Arjona patagonica is a species of flowering plant in the family Schoepfiaceae native to southern South America.[3]

Taxonomy

Arjona patagonica was given its scientific name by Jacques Bernard Hombron, but a full species description was published by Joseph Decaisne in 1853 in the second volume of botany of the Voyage au Pôle Sud et dans l'Océanie sur les corvettes l'Astrolabe et la Zélée. In the title page of this book, both Hombron and Honoré Jacquinot are credited as authors, although this apparently may have been in error. Either way, only Hombron is credited as authority for the name A. patagonica by Decaisne.[4]

A. rigida was described in 1878 in order to replace the A. tuberosa described by Rodolfo Amando Philippi in 1864, the plant described by Philippi was not the A. tuberosa originally described by Antonio José Cavanilles.
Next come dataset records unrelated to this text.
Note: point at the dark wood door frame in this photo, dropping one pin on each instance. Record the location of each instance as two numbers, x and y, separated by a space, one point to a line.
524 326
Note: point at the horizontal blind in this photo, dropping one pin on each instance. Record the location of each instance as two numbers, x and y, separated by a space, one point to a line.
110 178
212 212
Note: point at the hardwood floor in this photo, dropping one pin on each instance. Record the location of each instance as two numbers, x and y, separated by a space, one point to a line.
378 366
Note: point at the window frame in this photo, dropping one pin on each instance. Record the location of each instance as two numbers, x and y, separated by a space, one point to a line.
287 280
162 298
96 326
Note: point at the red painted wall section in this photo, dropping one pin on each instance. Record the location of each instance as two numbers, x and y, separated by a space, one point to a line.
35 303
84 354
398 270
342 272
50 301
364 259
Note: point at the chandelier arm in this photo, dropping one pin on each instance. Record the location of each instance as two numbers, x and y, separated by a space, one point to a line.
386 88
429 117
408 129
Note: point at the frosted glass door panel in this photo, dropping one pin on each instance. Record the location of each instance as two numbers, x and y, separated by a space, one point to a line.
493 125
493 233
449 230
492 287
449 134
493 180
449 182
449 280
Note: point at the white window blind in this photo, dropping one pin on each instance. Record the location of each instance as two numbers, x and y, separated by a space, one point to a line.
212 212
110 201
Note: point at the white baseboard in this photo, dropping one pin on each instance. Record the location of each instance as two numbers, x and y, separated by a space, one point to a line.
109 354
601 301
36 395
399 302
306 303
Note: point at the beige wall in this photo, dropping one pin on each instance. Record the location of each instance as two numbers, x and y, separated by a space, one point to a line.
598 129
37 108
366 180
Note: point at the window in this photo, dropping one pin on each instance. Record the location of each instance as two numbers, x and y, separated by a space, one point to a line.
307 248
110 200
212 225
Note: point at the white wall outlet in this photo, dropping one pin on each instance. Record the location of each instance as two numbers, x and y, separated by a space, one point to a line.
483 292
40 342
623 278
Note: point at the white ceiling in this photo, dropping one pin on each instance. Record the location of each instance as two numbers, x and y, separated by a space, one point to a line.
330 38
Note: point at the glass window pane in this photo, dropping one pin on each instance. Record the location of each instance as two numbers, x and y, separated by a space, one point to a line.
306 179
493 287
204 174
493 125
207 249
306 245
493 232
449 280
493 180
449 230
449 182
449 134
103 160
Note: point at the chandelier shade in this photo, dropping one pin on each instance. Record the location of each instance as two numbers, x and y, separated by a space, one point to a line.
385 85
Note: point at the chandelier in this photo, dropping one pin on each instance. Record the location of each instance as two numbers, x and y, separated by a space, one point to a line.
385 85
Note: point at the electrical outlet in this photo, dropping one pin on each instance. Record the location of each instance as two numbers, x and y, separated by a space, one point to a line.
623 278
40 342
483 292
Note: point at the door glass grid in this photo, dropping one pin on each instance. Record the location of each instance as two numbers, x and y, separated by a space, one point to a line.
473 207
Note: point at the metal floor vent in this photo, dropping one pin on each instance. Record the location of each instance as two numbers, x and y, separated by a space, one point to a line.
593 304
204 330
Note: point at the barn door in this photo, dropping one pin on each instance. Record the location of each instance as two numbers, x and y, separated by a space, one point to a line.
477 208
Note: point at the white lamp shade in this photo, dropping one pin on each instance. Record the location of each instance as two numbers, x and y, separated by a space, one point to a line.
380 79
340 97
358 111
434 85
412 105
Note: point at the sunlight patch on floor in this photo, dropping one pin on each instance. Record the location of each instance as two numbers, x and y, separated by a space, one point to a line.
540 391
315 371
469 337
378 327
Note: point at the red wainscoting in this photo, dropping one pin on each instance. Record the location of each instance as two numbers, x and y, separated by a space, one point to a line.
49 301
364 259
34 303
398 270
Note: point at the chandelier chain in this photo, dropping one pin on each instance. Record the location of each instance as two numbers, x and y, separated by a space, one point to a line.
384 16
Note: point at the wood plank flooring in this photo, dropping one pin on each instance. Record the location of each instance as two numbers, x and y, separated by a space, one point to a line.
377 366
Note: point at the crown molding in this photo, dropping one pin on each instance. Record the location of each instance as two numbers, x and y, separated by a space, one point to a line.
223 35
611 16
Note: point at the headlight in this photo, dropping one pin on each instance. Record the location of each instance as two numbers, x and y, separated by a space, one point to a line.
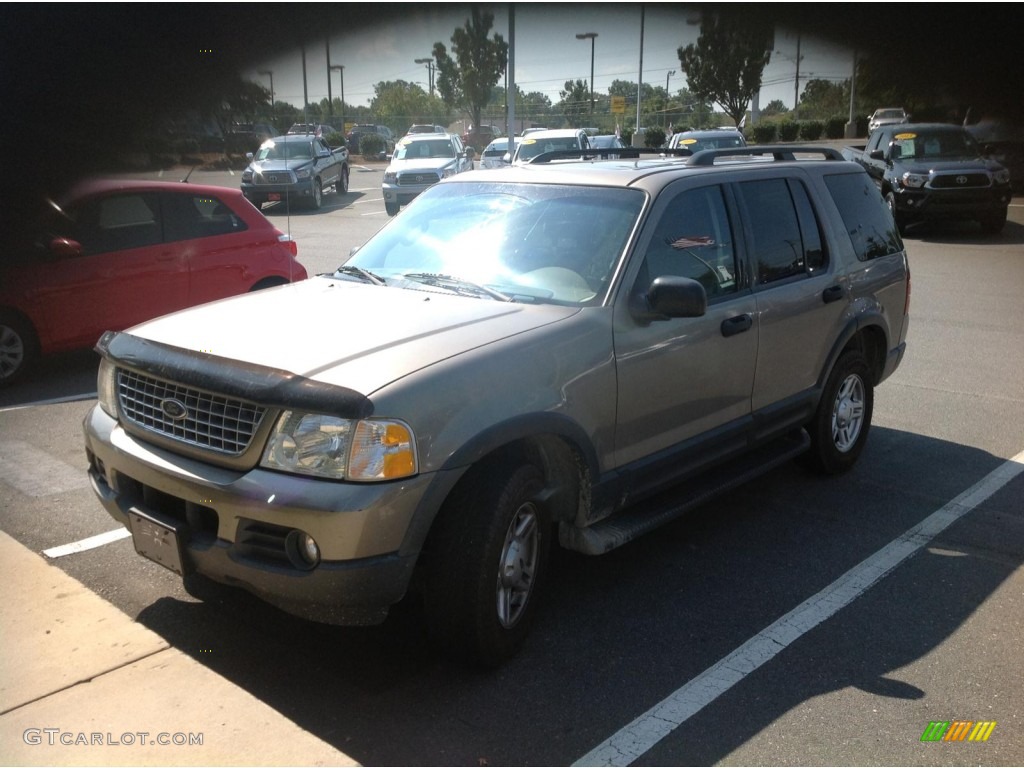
324 445
107 387
914 180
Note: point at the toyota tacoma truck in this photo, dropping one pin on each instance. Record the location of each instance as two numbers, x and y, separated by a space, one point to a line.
564 353
295 168
929 171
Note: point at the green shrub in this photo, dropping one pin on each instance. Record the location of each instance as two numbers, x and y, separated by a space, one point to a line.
764 133
788 130
811 130
653 137
371 144
836 127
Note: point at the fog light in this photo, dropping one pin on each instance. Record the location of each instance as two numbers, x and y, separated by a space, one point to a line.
302 550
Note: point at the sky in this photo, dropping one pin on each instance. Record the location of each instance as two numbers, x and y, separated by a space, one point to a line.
547 52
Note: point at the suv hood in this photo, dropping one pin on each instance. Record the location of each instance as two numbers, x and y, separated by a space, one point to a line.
938 166
418 164
279 165
344 333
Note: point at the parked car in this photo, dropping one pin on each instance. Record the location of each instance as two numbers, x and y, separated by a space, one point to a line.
887 116
479 136
497 154
297 167
419 161
113 254
538 142
426 128
311 129
544 359
715 139
383 131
It was later regarded as a synonym of A. patagonica.[2]

Carl Skottsberg placed A. patagonica in his section Euarjona in 1916, together with A. tuberosa.[5][6]

Distribution

In Argentina it has been collected in the provinces of Buenos Aires, Chubut, La Pampa, Mendoza, Neuquén, Río Negro, San Juan, Santa Cruz and Tierra del Fuego. In Chile it has been collected in the regions of Araucanía, Coquimbo, Libertador Bernardo O'Higgins, Magallanes and Valparaíso.[2]

Uses

Arjona patagonica on the Belgrano Peninsula, in the Perito Moreno National Park (Santa Cruz Province, Argentina). Note the stems arising from a central point.
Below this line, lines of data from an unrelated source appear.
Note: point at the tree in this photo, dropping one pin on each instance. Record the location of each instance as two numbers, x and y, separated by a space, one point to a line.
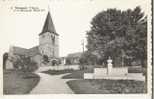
5 57
119 34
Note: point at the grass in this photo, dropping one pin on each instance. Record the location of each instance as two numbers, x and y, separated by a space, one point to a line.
102 86
78 74
18 82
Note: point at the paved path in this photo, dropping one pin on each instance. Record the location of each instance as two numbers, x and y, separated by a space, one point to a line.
51 85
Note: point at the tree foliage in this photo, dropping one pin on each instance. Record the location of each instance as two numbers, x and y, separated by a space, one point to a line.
119 34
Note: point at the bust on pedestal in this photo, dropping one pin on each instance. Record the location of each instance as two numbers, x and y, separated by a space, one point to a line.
109 66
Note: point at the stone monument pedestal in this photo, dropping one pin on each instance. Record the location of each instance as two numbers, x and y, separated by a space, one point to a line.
109 66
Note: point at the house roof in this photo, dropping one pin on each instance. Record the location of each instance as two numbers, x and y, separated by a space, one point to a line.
48 25
75 55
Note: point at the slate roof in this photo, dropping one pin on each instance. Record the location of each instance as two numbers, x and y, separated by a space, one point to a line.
19 50
28 52
33 51
48 25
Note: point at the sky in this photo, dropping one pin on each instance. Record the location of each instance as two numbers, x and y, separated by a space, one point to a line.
71 19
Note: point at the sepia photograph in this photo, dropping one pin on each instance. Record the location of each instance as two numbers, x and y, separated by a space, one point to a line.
75 47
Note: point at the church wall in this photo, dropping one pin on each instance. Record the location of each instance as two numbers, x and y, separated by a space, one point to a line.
47 46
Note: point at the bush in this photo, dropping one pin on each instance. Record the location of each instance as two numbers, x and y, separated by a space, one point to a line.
25 64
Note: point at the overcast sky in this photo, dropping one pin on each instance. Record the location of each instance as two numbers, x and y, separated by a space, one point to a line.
71 19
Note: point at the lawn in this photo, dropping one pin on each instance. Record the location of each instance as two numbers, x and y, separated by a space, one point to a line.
18 82
78 74
103 86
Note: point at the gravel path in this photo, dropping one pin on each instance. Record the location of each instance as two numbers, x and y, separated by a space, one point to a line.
51 85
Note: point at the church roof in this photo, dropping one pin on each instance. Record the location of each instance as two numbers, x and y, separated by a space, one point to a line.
48 25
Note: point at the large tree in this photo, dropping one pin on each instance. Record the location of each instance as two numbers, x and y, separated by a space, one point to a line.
119 34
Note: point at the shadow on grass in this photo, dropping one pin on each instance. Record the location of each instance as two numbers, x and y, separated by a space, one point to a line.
104 86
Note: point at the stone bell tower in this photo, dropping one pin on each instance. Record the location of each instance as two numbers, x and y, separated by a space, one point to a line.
48 39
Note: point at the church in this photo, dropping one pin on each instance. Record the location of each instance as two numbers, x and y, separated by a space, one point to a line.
48 45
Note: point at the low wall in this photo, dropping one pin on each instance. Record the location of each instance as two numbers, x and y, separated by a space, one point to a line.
119 71
100 71
88 76
73 67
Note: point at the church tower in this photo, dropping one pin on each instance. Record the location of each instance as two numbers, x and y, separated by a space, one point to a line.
48 39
According to a 1968 report by Martínez Crovetto on the (former) uses of plants (i.e. ethnobotany), this species formed an important part of the diet of the Ona people, who called it téen in their language, one of their only sources of carbohydrates. The tubers are 5 to 9mm wide, and up to 20cm long. The tubers shrink to 2mm in diameter during flowering in Spring, and are best harvested in fall months of March and April. They contain mostly water and some polyphenols. The plant is eaten by livestock; it has been rated as nutritionally extremely poor as a fodder in terms of palatability, digestibility and crude protein content according to the 1987 Lara & Cruz system.[7]